International Students

2020-04-30 00:00:01

Pakistani Student: Coming to MRU Best Decision of My Life

harisqpakistan As the quarantine period enters its 2nd month, Pakistani student Haris Qamar from Lahore admits he’s not much affected by the shut-down because online lectures at Mykolas Romeris University keep him busy. Outside of virtual classes, he listens to music, reads, but says sometimes he is overtaken by boredom. But fellow students—from all over Europe, are all living in the dormitory so there is always time to talk or review lecture materials with them. Compared to Lahore and its huge population, Haris finds Vilnius a calm, quiet gem of a city. The former Computer Science major said the subject did not interest him as much as Psychology, which he is now studying. An amateur photographer, he likes to take photos of small objects. An interview with the 24-year-old student follows.

-Why did you come to Vilnius?

-I wanted to do my Bachelor’s Degree abroad. I came to know about MRU. I applied right away and was admitted. Now I am a 2nd year Psychology student at MRU. Coming to Vilnius and studying at Mykolas Romeris University was probably the best decision of my life.

-How did you find out about a Lithuanian University, while being thousands of kilometers away in Lahore?

-I was searching for universities online and I saw MRU. It caught my attention. Mykolas Romeris University was one of the few universities, which had an open admissions policy then. When I got accepted, I was very excited to live and study in Europe.

-What did you know about Vilnius and/or Lithuania before arriving here?

-I did not know much – just an overview of the history of Lithuania. I knew the important dates, holidays, the location. Of course, I learned much more after arriving here.

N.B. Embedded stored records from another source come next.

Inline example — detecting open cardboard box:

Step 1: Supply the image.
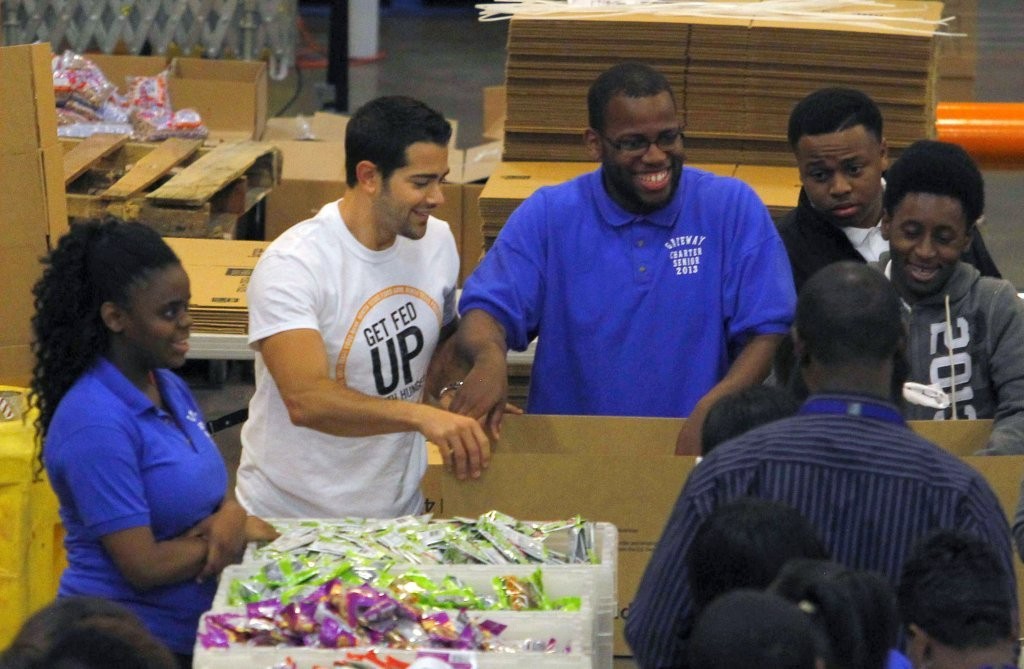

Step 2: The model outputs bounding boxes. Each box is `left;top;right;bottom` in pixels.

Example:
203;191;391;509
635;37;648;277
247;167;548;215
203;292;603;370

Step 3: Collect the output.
423;414;1024;656
82;54;268;142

-What did friends and family say when you told them you were coming to Vilnius?

-My family was pretty happy and supportive of my decision, while most of my relatives and friends did not even know where Lithuania was located. And, I think that’s ok. But now, for sure, they know where it is.

-What are the differences between Lahore and Vilnius?

-They are big. In Pakistan almost everywhere people are wearing comfortable long cotton shirts with trousers. I come from Lahore, the capital of Punjab. There are 12-million people living there. Vilnius, by comparison, is 4 x smaller, which is good. Also, shopping hours differ. Shops in Lahore open at 11 a.m. and stay open until 10 p.m. If you are hungry, some restaurants stay open until 3 a.m. In my city almost everything is available after midnight hours. That’s not the case in Vilnius. But, of course, Vilnius is a smaller city. It barely takes 30 minutes to go around the city.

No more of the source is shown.